Which makes it all the more amazing that, by the grace of God, we have somehow managed to survive!! Here we are today, an intact, healthy family! Scott’s mental health is the best it has been in years. We managed to raise a daughter who is now a teen and thriving in her world, untouched by all the chaos of her earlier years. Our marriage is good. Even in dark times, we experienced multiple treasures! Scott’s life was preserved when he was out there, when I didn’t even know where he was! (That is quite a story in and of itself. Another day, another post…or two!!) While he was gone, I managed to go back to school as a solo parent and obtain a Master’s Degree. We have found favor with loved ones, church, and friends who have stood by us, and continue to believe in us. If you did not know our story and saw us out somewhere, you wouldn’t know anything of our chaotic past…not even the smell of smoke is on us!
We are even planning a vow renewal this coming September, to celebrate making it through!!

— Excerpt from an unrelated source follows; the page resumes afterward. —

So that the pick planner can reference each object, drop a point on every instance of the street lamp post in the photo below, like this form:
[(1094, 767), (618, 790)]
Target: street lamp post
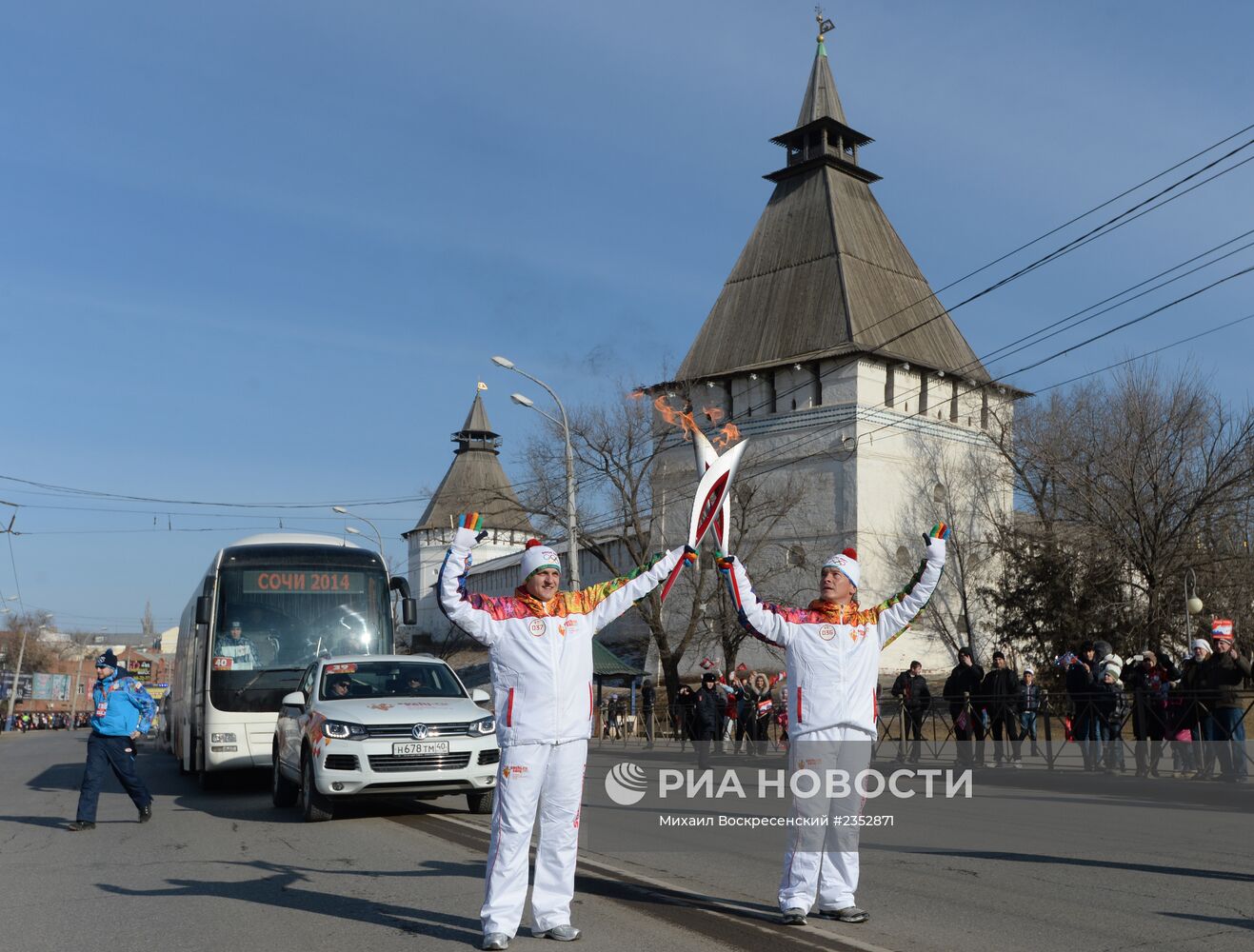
[(572, 538), (16, 674), (1191, 604), (378, 536)]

So, in many ways, I finally feel like I can breathe a little again. And yet, we’re not quite out of the woods yet. We still have several loose ends to tie up, bits of the past that still haunt us, and a bit of a mess that still needs to be cleaned up from all those raging storms. But still! What yet faces us is nothing compared to what we’ve come out of!
Now what, do you ask??
I have no idea! We’re kind of in this weird in between space, of not being where we were, but not quite certain of where we’re going. For example, Scott is definitely better, but not well enough to go back to work. This is a man who has spent the better part of a decade in and out of various states of ill mental health, on and off powerful meds. In a way, he’s like Rip Van Winkle, waking up out of a slumber…the world has changed a lot in these 10-plus years, and he has not quite caught up yet. For various reasons he still does not work or drive. His job right now is to achieve and maintain good mental health, which takes tons of time after an ordeal like his.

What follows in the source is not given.